Ustica Trapani sailing durations and frequency may vary from season to season so we’d advise doing a live check to get the most up to date information.
The small Italian island of Ustica lies in the Tyrrhenian Sea, around 50 km to the north of Capo Gallo. It forms part of the Aeolic island chain and its land is actually the tip of a submerged volcano. The island's landscape is characterised by black volcanic rock with dashes of pink and red hibiscus flowers and green cacti. Located around the island's shores are many little grottoes and the island's waters are protected within the Area Marina Protetta Isola di Ustica (the Island of Ustica Protected Marine Area). The waters are kept naturally clear by the Atlantic currents and are, as a consequence, full of coral and fish. This makes the island popular with scuba divers and one of the best dive spots on the island is the Grotta del Gamberi, on the island's southern tip where there are many shipwrecks to see there.

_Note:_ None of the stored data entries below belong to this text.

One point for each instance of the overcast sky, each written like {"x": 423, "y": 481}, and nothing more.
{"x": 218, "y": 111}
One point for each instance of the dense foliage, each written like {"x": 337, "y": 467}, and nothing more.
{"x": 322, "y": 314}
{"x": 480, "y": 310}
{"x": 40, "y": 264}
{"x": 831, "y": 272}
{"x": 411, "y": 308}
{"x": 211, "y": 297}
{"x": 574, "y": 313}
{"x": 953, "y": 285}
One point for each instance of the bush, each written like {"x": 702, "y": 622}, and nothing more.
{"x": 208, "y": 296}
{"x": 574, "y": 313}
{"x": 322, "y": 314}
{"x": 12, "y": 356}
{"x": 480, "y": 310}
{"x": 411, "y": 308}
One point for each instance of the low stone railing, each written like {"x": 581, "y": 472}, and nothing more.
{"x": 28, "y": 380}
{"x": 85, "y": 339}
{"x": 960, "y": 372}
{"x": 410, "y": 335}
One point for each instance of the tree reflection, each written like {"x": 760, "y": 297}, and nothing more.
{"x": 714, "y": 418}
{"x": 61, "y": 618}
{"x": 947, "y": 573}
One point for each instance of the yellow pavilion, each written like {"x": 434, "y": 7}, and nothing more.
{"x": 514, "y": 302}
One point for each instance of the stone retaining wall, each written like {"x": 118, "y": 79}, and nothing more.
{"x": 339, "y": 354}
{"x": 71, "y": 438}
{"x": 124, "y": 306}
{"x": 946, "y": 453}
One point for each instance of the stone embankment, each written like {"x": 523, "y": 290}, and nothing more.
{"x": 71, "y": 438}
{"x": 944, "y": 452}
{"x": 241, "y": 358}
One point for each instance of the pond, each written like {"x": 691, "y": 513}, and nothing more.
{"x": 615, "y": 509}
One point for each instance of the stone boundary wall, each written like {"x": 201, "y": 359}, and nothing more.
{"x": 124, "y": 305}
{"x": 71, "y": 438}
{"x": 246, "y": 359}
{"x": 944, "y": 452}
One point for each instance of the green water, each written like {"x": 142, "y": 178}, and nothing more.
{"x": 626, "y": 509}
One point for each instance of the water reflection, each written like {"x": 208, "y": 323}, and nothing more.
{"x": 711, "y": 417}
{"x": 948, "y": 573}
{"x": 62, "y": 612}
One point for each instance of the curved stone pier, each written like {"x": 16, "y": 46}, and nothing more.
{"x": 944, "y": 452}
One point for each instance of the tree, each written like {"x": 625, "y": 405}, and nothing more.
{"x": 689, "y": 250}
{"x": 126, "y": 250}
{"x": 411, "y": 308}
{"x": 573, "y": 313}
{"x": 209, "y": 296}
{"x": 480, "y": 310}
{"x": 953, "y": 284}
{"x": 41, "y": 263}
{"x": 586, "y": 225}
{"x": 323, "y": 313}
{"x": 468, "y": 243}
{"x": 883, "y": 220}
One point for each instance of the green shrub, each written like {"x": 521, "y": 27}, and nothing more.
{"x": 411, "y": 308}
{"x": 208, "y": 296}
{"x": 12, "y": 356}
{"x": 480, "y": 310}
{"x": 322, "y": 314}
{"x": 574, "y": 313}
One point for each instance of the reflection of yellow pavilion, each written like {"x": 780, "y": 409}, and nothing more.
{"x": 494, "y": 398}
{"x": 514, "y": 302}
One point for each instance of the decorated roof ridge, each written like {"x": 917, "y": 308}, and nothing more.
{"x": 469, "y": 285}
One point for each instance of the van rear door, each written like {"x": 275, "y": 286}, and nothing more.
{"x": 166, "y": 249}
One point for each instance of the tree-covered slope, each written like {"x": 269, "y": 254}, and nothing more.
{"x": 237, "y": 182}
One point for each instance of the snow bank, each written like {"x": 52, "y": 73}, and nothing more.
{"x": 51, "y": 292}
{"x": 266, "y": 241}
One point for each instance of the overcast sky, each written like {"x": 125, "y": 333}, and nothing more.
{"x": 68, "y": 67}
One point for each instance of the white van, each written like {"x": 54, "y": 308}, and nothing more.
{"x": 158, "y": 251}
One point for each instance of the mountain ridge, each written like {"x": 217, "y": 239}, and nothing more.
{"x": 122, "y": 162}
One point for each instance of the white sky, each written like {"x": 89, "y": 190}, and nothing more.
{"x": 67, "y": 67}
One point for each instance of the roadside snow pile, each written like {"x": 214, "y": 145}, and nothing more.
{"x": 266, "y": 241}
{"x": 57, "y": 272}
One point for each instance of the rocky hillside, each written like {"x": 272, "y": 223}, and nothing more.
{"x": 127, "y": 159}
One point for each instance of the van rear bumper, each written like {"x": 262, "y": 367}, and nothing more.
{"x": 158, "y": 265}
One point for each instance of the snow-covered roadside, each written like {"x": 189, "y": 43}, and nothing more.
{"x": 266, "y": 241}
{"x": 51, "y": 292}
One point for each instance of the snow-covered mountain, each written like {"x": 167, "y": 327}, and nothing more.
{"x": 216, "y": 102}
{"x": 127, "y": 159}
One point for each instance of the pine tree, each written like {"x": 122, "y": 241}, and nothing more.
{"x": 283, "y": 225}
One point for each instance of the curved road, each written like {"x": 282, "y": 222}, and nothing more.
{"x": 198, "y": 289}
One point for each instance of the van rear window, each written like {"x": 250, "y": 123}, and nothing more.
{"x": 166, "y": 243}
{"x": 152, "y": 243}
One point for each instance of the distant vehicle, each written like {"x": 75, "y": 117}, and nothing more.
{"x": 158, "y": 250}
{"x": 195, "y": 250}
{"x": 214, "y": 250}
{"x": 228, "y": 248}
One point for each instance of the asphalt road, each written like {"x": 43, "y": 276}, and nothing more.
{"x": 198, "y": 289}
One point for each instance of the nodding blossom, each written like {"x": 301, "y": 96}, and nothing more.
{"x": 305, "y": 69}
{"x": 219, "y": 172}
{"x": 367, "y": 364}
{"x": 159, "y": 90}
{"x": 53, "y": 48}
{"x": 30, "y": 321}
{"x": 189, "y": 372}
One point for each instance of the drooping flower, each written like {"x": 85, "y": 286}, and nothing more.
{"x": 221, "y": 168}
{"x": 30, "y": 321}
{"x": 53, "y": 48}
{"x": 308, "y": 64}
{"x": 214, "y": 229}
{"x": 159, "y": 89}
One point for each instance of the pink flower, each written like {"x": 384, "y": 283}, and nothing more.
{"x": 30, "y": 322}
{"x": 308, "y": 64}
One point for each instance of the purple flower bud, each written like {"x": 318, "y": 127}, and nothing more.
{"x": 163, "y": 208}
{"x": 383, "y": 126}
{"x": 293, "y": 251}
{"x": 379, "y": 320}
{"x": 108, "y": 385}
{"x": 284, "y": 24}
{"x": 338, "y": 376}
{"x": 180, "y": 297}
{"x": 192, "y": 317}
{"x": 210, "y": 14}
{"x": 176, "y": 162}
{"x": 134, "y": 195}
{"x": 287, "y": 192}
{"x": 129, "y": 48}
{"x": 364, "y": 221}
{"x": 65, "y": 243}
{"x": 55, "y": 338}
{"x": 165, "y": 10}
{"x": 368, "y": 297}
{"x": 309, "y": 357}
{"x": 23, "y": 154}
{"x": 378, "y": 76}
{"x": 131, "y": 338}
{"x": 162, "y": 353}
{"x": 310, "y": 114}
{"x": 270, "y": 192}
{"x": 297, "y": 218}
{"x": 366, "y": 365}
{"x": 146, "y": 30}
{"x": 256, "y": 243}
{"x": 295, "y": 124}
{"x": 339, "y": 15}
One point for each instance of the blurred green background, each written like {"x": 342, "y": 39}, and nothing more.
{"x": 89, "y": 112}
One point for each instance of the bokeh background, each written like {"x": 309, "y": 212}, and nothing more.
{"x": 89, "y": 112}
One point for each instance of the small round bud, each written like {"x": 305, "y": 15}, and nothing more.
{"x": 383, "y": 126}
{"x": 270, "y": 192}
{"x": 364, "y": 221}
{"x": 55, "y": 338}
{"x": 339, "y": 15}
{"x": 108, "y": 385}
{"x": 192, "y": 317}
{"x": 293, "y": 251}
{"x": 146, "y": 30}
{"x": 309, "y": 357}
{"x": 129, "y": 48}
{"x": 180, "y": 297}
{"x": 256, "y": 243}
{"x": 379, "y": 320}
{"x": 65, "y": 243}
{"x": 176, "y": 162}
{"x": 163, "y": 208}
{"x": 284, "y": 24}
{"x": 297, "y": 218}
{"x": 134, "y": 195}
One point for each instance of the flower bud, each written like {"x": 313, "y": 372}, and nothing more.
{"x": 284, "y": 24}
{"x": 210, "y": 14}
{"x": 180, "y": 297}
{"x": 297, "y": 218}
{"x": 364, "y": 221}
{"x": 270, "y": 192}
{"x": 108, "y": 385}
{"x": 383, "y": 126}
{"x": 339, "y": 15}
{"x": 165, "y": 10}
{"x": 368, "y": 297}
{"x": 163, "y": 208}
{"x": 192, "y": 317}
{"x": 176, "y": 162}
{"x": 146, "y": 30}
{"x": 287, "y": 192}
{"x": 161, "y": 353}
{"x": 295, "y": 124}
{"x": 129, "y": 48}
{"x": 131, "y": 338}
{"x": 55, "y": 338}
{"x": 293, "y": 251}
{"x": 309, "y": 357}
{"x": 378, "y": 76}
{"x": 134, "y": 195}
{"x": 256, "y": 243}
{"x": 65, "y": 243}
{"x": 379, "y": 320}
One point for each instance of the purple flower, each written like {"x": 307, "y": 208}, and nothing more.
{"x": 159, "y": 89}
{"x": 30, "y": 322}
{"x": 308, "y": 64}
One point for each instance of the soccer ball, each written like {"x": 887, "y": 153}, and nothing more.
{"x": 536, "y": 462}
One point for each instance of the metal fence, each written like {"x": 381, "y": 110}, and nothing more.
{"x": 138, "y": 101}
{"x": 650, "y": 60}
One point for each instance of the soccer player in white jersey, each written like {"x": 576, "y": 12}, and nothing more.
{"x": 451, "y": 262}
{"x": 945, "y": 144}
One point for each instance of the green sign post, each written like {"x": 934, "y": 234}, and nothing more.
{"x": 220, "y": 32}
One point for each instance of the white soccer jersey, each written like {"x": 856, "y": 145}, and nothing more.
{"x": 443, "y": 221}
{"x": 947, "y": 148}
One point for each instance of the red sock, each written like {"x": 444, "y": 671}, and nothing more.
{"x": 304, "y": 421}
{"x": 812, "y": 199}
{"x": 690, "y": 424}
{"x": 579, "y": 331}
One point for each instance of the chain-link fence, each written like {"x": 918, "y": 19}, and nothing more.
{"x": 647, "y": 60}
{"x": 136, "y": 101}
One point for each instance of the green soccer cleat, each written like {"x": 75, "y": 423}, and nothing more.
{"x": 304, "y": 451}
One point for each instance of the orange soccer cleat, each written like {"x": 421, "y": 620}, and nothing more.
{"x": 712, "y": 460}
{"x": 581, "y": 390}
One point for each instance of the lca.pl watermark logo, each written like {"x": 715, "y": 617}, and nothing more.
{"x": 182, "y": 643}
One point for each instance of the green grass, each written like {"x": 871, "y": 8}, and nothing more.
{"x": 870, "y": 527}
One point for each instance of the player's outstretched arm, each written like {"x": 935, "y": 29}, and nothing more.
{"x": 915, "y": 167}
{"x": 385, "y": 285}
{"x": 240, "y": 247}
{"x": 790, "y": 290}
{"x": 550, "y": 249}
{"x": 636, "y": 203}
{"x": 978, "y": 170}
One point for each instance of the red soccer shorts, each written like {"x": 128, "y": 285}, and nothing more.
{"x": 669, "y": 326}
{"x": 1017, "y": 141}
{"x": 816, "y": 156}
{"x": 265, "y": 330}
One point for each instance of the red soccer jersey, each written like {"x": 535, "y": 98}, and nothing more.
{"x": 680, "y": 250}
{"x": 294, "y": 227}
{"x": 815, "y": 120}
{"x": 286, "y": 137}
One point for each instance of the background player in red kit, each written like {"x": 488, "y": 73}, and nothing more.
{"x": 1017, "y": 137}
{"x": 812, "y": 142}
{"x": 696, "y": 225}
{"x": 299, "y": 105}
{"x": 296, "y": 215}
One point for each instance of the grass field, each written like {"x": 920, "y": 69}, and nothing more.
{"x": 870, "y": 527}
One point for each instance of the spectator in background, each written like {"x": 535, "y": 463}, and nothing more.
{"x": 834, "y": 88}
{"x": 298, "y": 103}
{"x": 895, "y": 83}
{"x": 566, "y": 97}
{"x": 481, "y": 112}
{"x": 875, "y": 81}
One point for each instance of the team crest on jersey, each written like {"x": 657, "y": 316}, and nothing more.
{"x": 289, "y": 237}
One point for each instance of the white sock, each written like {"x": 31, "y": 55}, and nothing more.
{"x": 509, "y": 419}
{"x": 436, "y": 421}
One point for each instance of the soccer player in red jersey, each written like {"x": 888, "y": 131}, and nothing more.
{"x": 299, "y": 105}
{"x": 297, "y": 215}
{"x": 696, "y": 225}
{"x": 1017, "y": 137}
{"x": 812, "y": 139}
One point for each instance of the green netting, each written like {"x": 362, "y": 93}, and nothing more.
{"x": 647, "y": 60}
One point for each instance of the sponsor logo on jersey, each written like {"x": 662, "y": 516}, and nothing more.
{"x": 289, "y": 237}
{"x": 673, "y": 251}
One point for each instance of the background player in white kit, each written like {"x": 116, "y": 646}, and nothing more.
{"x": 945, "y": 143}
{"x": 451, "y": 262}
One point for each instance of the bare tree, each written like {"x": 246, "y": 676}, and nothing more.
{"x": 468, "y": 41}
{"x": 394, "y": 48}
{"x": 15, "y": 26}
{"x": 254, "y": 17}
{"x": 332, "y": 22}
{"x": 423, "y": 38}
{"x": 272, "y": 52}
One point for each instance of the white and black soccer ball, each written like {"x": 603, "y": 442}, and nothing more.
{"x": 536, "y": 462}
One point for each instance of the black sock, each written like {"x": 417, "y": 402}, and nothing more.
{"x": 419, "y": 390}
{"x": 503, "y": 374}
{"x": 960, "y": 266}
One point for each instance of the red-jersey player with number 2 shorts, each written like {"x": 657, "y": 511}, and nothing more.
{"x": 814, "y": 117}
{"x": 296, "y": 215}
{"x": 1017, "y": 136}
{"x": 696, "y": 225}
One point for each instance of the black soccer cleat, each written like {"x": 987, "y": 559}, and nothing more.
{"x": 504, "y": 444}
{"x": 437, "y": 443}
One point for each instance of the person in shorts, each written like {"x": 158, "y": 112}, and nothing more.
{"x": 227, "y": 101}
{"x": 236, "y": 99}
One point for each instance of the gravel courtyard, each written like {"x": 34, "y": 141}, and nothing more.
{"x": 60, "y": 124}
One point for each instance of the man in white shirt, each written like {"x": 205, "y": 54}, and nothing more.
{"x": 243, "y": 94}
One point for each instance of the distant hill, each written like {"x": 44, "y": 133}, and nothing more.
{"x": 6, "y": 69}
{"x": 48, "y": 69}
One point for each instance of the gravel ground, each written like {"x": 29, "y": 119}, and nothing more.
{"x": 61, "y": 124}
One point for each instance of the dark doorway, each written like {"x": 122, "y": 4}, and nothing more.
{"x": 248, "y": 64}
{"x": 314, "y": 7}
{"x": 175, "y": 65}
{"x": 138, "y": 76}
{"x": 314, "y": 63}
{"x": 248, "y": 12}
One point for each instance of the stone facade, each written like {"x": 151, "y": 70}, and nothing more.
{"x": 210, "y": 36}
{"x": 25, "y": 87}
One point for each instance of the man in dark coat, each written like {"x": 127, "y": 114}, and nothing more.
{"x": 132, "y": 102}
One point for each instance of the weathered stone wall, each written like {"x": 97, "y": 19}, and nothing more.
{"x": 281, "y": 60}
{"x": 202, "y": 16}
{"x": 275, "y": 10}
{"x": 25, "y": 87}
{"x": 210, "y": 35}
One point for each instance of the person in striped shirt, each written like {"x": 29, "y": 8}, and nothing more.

Also popular with scuba divers is Secca di Colobara on the northern coast where lots of sponges can be seen in crystal clear waters.
Both hydrofoils and conventional ferries use the port with services departing to Palermo's Stazione Marittima. The crossing takes around 2 hours and 30 minutes by ferry and around 1 hour by hydrofoil.
The Italian port city of Trapani is located in the west of Sicily and is sometimes known as the "City of the Two Seas". It is situated on a strip of land that reaches out to see with two prongs, and is dominated by the Tower of Ligny and by the Lazzaretto. The town was originally named Drepanon and was initially a market outpost of Erice which was later a Phoenician trading port. Following this, it became a Roman province but the most significant impact on the town was made by the three centuries of Arab rule. Around the city there are many sites of interest including the medieval walled hill town of Erice, Marsala, which is famous for its wine, and the ancient Greek site of Selinunte. One of the best places to visit, perhaps for a day or two, is the three island archipelago of the Egadi islands, which lie just off the coast. Two of the islands can be reached from Trapani in only half an hour.